Au niveau mécanique, tous les Honda CR-V 2011 sont propulsés par le moteur i-VTEC de 2,4 litres qui produit 180 chevaux à 6 800 tours/minute. Son couple est de 161 lb-pi à 4 400 tr./min. La seule boîte disponible pour faire équipe avec ce quatre cylindres est automatique à cinq rapports. Seul le modèle EX-L profite de la traction aux quatre roues Real Time 4WD de série alors que les autres sont tractés par les roues avant. Ce système Real Time 4WD n’entre en fonction que lorsque les roues avant manquent d’adhérence. Bien qu’il puisse se rendre au chalet, le Honda CR-V n’est pas un coureur des bois. Le moteur ne fait pas de miracle. Il est adéquat à vitesse de croisière mais on sent clairement qu’il est débordé lors des dépassements ou d’accélération franche. La conduite de ce VUS est toutefois agréable et les inconvénients liés aux VUS sont bien contenus. Ainsi, malgré le centre de gravité élevé, la caisse ne penche pas trop en virage. Les freins à disques ABS, ventilés à l’avant et pleins à l’arrière, sont puissants et la suspension indépendante est confortable malgré les pneus plus gros. Ceux-ci, des Bridgestone Dueler H/T, ont 17 pouces de diamètre sur tous les modèles. La direction à crémaillère est assez précise pour ce type de véhicule.

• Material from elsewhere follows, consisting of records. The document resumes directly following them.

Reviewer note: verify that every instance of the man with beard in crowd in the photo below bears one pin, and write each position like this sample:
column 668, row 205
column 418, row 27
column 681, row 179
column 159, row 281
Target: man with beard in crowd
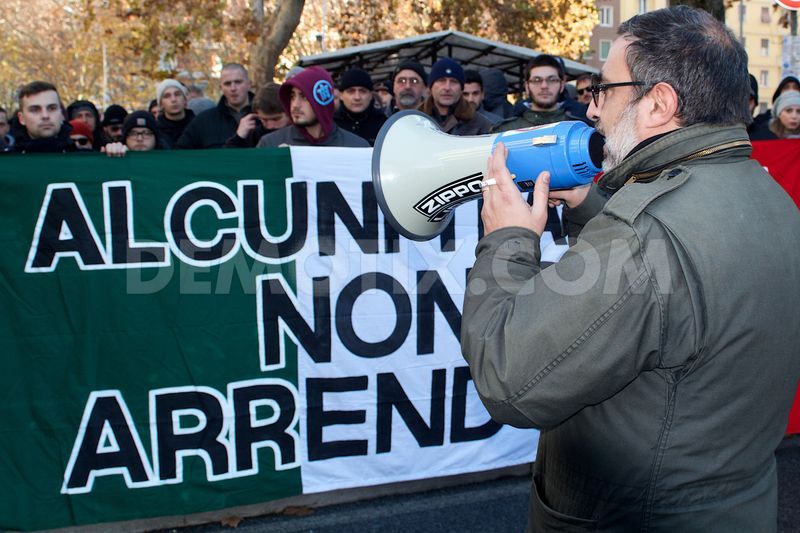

Voilà un bien beau véhicule qui sera vraisemblablement entièrement revu pour l’année-modèle 2012. Il a beaucoup de qualité et il est très agréable à utiliser sur de longues distances. Des amis à moi qui en ont conduit un jusqu’en Caroline du Nord aller-retour n’en disent que du bien. C’est lors des dépassements et des départs rapides que l’on voudrait plus de chevaux. D’ailleurs, j’aimerais bien l’essayer avec quatre adultes à bord chargé de bagages. Le manque de chevaux doit être vraiment évident. D’un autre côté, son espace cargo ainsi que la banquette arrière sont des modèles de versatilité. Le fait qu’on puisse avancer et reculer la banquette et ajuster le dossier sont des fonctions rares chez la concurrence. Et comme je veux terminer sur une note positive, je ne reparlerai pas de GPS!

Questions, commentaires, opinions? Venez discuter du Honda CR-V sur le forum de Passion Automobile en cliquant ici.

Conditions de l’essai


Réalisé du 8 au 12 août 2011.
Journées de soleil, nuages et pluie, entre 17 et 26 C.
Modèle essayé : Honda CR-V EX-L Navi 2011
Prix selon www.honda.ca (19 octobre 2011):
  • LX 2WD : 26 290 $
  • LX : 28 290 $
  • EX 2WD : 29 490 $
  • EX : 31 490 $
  • EX-L : 33 490 $
  • EX-L Navi : 35 590 $
Prix du modèle essayé : 42 488,33 $ taxes incluses
Distance parcourue : 635,8 km (43 % autoroute)
Consommation moyenne : 9,0 L/100 km
Régime-moteur à 100 km/h : 1 900 tours/minute
Régime-moteur à 115 km/h : 2 200 tours/minute
Véhicule fourni par Honda Canada.
Photos prises quelque part dans un champ de maïs à Ste-Elisabeth, Québec


Avertissement

La consommation réelle peut différer de 10 à 20% par rapport à la consommation affichée par l'ordinateur de bord. Toutefois, à des fins de comparaison, j'inscris toujours la consommation que l'ordinateur de bord affiche à la fin de la période d'essai.